I watched this movie because I have a real soft spot for post-apocalyptic thrillers where there's only one or a couple of people left like I Am Legend, 28 Days Later or the beautiful The Quiet Earth.

The reason is because in each case, we meet a confused and scared protagonist who wakes up/emerges into a world where everyone's disappeared and has to figure out what's happened. The plots of such films are inherently Hitchcockian, and I like finding out how each particular mass disappearance has happened and how those left behind make it.

In this case it's newscaster Luke (Christensen – wonder if anyone else thought that was funny?), who comes out into the city to find cars smashed everywhere, newspapers blowing through the silent streets and piles of clothes lying everywhere. In one of the most arresting images of the film, a jumbo jet slowly falls nose-first to the ground several blocks away, erupting in flame.

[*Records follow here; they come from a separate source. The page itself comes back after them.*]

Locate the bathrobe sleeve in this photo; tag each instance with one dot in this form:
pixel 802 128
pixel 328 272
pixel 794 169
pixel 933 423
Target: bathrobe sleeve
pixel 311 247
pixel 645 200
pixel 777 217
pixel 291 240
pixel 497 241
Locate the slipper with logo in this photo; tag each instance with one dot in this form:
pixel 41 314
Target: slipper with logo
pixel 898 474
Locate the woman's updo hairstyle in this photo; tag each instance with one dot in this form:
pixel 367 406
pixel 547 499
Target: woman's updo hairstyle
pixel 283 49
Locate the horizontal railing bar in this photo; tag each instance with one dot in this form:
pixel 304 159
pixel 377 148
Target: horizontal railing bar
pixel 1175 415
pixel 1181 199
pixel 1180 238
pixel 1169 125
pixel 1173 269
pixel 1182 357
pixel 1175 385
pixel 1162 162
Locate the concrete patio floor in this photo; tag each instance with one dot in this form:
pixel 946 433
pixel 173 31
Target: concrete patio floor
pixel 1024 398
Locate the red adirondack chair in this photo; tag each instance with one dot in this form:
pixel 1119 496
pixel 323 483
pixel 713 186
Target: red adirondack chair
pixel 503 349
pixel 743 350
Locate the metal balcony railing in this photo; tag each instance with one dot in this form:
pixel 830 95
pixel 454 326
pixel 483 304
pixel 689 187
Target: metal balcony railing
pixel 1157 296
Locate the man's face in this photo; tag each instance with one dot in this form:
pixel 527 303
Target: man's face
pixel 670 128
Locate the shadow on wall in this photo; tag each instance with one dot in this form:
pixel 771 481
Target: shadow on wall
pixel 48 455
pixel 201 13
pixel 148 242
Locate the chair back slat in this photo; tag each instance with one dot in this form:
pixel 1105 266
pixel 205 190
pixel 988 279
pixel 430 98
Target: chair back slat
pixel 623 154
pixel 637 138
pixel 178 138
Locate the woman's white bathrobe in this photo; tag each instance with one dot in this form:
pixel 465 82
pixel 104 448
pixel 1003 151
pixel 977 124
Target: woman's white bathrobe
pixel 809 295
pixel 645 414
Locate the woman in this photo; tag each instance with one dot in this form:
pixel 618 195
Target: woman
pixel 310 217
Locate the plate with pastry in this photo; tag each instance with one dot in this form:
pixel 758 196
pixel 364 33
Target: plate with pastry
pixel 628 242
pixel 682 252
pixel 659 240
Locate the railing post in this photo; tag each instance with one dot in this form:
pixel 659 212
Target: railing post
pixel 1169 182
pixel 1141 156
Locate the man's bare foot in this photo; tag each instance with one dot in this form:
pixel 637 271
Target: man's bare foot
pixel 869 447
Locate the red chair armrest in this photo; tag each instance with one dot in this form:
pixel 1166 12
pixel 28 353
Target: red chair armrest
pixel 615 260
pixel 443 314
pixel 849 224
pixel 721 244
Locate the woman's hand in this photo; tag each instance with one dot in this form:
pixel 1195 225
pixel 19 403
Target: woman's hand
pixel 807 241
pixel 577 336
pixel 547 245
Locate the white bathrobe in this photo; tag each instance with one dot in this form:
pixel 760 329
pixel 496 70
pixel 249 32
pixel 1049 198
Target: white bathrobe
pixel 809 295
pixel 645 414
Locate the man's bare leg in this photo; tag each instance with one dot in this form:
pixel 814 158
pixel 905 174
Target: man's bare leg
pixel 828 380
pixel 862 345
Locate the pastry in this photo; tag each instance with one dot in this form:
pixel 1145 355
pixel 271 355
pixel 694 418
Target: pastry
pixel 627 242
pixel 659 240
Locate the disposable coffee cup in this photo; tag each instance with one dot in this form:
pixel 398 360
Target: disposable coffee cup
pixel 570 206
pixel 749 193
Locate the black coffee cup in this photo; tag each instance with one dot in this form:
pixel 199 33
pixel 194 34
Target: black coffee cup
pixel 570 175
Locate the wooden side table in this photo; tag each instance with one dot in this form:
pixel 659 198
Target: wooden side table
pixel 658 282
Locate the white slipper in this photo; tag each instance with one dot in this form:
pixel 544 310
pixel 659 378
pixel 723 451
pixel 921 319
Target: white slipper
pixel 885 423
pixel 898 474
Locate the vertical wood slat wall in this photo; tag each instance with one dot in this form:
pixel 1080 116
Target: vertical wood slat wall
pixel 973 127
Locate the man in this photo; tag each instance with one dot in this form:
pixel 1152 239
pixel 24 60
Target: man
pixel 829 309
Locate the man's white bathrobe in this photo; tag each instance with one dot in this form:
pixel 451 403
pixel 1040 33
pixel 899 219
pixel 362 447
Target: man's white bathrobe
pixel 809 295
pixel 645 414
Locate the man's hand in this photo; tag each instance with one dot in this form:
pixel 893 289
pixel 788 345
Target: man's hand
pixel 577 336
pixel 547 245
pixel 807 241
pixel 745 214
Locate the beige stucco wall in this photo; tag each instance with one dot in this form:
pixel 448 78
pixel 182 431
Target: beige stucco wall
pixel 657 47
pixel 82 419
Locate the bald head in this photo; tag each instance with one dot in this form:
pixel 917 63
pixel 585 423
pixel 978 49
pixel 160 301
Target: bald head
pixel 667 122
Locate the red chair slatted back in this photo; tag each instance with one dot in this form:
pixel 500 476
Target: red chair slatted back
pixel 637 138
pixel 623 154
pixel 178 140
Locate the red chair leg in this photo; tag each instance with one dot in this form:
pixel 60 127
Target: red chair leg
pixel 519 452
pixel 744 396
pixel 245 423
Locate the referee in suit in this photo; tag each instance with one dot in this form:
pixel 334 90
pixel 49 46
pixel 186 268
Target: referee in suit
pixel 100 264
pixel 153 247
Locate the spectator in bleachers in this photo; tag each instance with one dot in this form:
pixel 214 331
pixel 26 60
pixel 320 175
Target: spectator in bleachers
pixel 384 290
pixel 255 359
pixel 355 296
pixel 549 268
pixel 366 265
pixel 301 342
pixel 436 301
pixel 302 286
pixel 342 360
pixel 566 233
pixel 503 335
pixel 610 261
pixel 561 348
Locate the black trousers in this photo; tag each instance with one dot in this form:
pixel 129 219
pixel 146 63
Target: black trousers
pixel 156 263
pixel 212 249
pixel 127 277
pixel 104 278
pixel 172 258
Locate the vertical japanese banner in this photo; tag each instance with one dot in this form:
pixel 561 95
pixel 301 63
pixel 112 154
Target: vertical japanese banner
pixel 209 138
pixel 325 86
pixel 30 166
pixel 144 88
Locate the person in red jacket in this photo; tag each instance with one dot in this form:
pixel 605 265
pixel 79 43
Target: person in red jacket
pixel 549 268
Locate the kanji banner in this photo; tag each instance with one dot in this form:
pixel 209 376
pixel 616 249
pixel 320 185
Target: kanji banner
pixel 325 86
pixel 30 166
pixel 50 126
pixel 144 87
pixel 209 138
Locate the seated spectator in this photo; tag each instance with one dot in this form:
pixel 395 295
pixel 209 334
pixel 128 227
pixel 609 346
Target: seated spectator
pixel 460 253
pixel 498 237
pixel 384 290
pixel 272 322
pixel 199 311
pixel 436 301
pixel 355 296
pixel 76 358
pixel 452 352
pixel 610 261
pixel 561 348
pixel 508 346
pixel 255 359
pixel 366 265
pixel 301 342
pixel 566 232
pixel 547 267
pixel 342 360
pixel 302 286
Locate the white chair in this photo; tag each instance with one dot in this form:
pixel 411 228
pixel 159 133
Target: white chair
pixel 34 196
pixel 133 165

By the time he makes his way to the bar owned by James (Latimore) days later – the only place with the power still on thanks to a basement generator – Luke has become like a ninja, jogging through the streets adorned with torches to keep the dark at bay, methodically searching for provisions and a car that doesn't have a flat battery.

Because although it's never made that explicit in the script, the dark has become some sort of living thing that's taken everyone. For some reason that isn't ever explained, the days become shorter and nobody's sure if the sun will even rise the next day. You'll be reminded of the demon/shadow things that take the bad people to hell at the end of Ghost - crawling along the walls and closing in to claim their victims like barely-visible monsters, invisible claws clicking across the buildings and walls as they close in.

After Luke placates the twitchy James and relieves him of his gun, Paul and another survivor called Rosemarie (Newton) – out of her mind with worry after her baby's one of those who's disappeared – make their way to the bar too. Luke wants to leave and try to get somewhere safe outside the city, but Paul is hurt, James is scared and Rosemarie thinks if they stay they'll be able to find the people they've lost.

There are a few interesting ideas and motifs here – the sequence of Paul escaping via an underground tunnel when you realise it's all in his mind as he loses the battle with the darkness is particularly sublime. But it seems a bit too much of it was lost in editing, when some of the more distinctive aspects of the plot have had too much taken out of them, meaning the stuff that's left doesn't always make much sense.

And while he'll never win an Oscar, Christensen does much better here than he ever did as Anakin Skywalker.